Hyder Jawad is a freelance writer, who also runs a football memorabilia business and a publishing business. As an author, he has written eight books, including the autobiography of John Aldridge (Hodder & Stoughton, 1999). His latest book, Rest In Pieces, came out in December 2012. His next project involves working on a book with Colin Grainger, the former England international winger and pop star. Jawad also writes features for BackPass magazine, for which he occupies a place on the editorial committee. He was born in 1968 and grew up in Liverpool, England. He went into journalism in 1986 when he set up his own football magazine. He played football extensively before injury intervened.
He acquired a first-class Bachelor’s degree in humanities and holds a Master of Arts in European history from Birkbeck College, London, and a Master of Research in cultural studies from the University of London. He turned down a place in law school and instead opted to do a PhD. He is one year into his doctorate.

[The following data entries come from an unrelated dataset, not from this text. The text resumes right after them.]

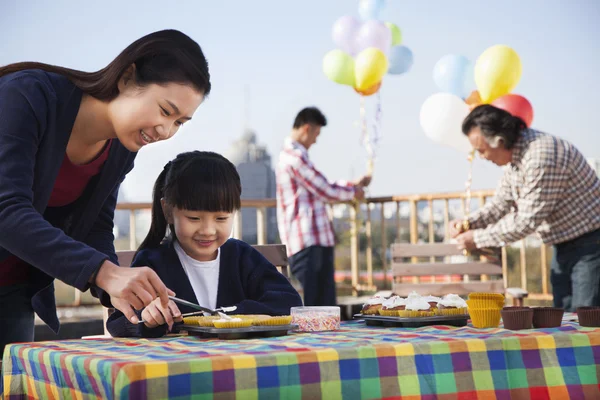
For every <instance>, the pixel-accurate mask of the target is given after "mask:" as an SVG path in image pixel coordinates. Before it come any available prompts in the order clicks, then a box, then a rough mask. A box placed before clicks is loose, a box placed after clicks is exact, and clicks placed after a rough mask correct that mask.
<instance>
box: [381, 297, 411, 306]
mask: <svg viewBox="0 0 600 400" xmlns="http://www.w3.org/2000/svg"><path fill="white" fill-rule="evenodd" d="M405 304H406V299H403V298H402V297H400V296H392V297H390V298H389V299H387V300H386V301H384V302H383V306H384V307H385V308H387V309H389V308H394V307H398V306H403V305H405Z"/></svg>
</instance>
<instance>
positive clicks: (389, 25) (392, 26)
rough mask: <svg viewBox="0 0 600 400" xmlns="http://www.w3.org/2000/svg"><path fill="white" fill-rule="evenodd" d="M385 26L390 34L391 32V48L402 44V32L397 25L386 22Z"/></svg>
mask: <svg viewBox="0 0 600 400" xmlns="http://www.w3.org/2000/svg"><path fill="white" fill-rule="evenodd" d="M385 25H386V26H387V27H388V28H389V29H390V32H392V46H398V45H399V44H400V43H402V31H401V30H400V28H398V25H396V24H393V23H391V22H386V23H385Z"/></svg>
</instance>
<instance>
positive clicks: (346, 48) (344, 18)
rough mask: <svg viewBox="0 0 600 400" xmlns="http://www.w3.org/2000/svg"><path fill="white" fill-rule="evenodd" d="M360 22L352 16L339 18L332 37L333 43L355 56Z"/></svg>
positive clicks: (346, 51) (332, 33)
mask: <svg viewBox="0 0 600 400" xmlns="http://www.w3.org/2000/svg"><path fill="white" fill-rule="evenodd" d="M360 24H361V23H360V21H359V20H358V19H356V18H354V17H352V16H350V15H346V16H343V17H340V18H338V20H337V21H335V23H334V24H333V29H332V32H331V36H332V37H333V43H335V45H336V46H337V47H339V48H340V49H342V50H344V51H345V52H346V53H348V54H350V55H352V56H353V55H355V54H356V50H355V41H356V34H357V33H358V30H359V29H360Z"/></svg>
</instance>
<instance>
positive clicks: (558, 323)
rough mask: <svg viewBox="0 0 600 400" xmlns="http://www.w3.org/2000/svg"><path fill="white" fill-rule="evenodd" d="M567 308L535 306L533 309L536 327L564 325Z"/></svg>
mask: <svg viewBox="0 0 600 400" xmlns="http://www.w3.org/2000/svg"><path fill="white" fill-rule="evenodd" d="M564 313H565V310H564V309H562V308H557V307H535V308H534V309H533V327H534V328H558V327H559V326H561V325H562V317H563V315H564Z"/></svg>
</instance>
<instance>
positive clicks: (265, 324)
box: [254, 315, 292, 326]
mask: <svg viewBox="0 0 600 400" xmlns="http://www.w3.org/2000/svg"><path fill="white" fill-rule="evenodd" d="M291 323H292V317H291V315H287V316H281V317H271V318H262V319H257V320H254V325H258V326H264V325H289V324H291Z"/></svg>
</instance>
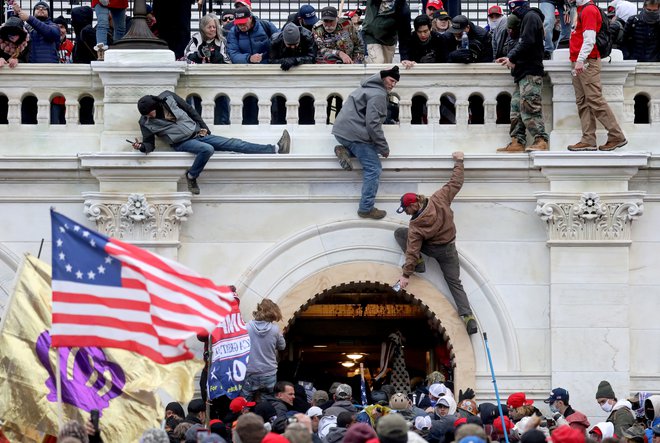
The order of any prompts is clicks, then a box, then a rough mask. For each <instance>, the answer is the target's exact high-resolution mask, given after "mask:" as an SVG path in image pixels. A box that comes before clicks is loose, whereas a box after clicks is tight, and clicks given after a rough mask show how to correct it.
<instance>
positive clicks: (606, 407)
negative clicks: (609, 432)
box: [600, 400, 614, 412]
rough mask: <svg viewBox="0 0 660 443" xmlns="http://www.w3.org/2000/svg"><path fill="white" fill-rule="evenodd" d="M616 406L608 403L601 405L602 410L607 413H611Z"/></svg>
mask: <svg viewBox="0 0 660 443" xmlns="http://www.w3.org/2000/svg"><path fill="white" fill-rule="evenodd" d="M613 406H614V405H613V404H612V403H610V402H609V400H608V401H606V402H605V403H603V404H602V405H600V408H601V409H602V410H603V411H605V412H611V411H612V407H613Z"/></svg>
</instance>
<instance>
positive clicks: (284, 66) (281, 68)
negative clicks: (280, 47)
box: [280, 58, 296, 71]
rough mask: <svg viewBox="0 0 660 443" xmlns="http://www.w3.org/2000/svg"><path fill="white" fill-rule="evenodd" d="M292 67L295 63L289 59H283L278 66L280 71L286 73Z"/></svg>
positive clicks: (293, 65) (291, 59)
mask: <svg viewBox="0 0 660 443" xmlns="http://www.w3.org/2000/svg"><path fill="white" fill-rule="evenodd" d="M294 66H296V63H295V62H294V60H293V59H290V58H287V59H284V61H283V62H282V64H281V65H280V69H281V70H282V71H288V70H289V69H291V68H293V67H294Z"/></svg>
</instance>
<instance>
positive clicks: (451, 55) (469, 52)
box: [447, 15, 493, 63]
mask: <svg viewBox="0 0 660 443" xmlns="http://www.w3.org/2000/svg"><path fill="white" fill-rule="evenodd" d="M447 32H450V33H451V34H453V35H454V38H455V40H454V41H455V42H456V44H457V45H458V49H456V50H453V51H452V52H450V53H449V63H489V62H492V61H493V44H492V40H491V35H490V33H489V32H488V31H486V30H485V29H484V28H482V27H481V26H478V25H475V24H474V23H472V22H471V21H470V20H468V18H467V17H466V16H464V15H457V16H456V17H454V18H453V19H452V21H451V26H450V27H449V29H448V30H447ZM463 33H467V37H468V47H467V48H462V47H461V43H462V41H461V40H462V38H463ZM452 49H453V48H452Z"/></svg>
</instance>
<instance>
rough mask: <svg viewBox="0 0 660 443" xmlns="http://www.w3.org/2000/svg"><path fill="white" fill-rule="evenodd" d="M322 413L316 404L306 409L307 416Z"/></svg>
mask: <svg viewBox="0 0 660 443" xmlns="http://www.w3.org/2000/svg"><path fill="white" fill-rule="evenodd" d="M322 415H323V409H321V408H319V407H318V406H312V407H311V408H309V409H308V410H307V416H308V417H312V418H314V417H320V416H322Z"/></svg>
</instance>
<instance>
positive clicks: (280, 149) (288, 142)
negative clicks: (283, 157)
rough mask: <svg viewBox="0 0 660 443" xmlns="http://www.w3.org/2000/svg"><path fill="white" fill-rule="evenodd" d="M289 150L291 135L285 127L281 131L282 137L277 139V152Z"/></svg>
mask: <svg viewBox="0 0 660 443" xmlns="http://www.w3.org/2000/svg"><path fill="white" fill-rule="evenodd" d="M289 152H291V136H290V135H289V131H287V130H286V129H285V130H284V132H283V133H282V137H280V139H279V140H278V141H277V153H278V154H288V153H289Z"/></svg>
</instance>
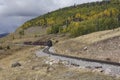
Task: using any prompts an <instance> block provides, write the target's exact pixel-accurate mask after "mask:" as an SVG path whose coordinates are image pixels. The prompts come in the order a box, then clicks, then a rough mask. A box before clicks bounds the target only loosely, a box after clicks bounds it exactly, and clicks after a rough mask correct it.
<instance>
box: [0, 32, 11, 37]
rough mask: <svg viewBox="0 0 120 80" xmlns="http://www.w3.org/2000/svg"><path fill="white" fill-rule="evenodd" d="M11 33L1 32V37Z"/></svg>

Jawad has worked as a sports writer and sub-editor for various newspapers: the Liverpool Echo (1990-1999), The Times (1999-2001), the Birmingham Post (2001-2007 as chief sports writer) and The Independent (2007-2008). Among his awards, he won the prestigious “British Sports Journalist of the Year” in the regional newspaper category in 2005. Piers Morgan, the former editor of the Daily Mirror and now a CNN chat-show host in the United States, was particularly complimentary of Jawad's work.
A self-confessed event snob and travel obsessive, Jawad has attended 75 matches in the past five World Cup tournaments (1994-2010). He has also attended four European Championships (1996-2012), four Olympic Games (1992-2012), countless UEFA Champions League finals and countless Wimbledon tennis tournaments. He has travelled to 72 countries.
Jawad has interviewed many of the world’s most famous sportsmen, including Bobby Charlton, George Best, Steven Gerrard, David Beckham, Andre Agassi, Roger Federer, Rafael Nadal, Cafu, Ronaldinho, Mario Zagallo and every England manager from Walter Winterbottom to Roy Hodgson (except for Alf Ramsey and Don Revie). He has also met such luminaries as Bobby Moore, Bill Shankly, Bob Paisley and Kevin Keegan. Much to his eternal delight, Jawad played against Kenny Dalglish in 1995, for the Liverpool Echo team against a Blackburn Rovers XI.
Jawad likes to tell people that he reached the quarter-final of the Australian Open tennis tournament, in Melbourne, in 2003, which is a statement of fact . . . but not the full story. Actually, he reached the quarter-final of the Media Tournament, which took place on Court 17, not on Rod Laver Arena.
Jawad is a Liverpool supporter who attended his first match at Anfield in 1969 (although, as he was only 18 months old at the time, he has no memory of the occasion). Of the thousands of matches he has attended, his two favourites are the 2005 Uefa Champions League final in Istanbul (for obvious reasons) and the 1994 World Cup final in Los Angeles (because the sights and sounds, if not the match itself, evoked images of Mexico 70). He believes there is too much money in the game and too much unhealthy tribalism.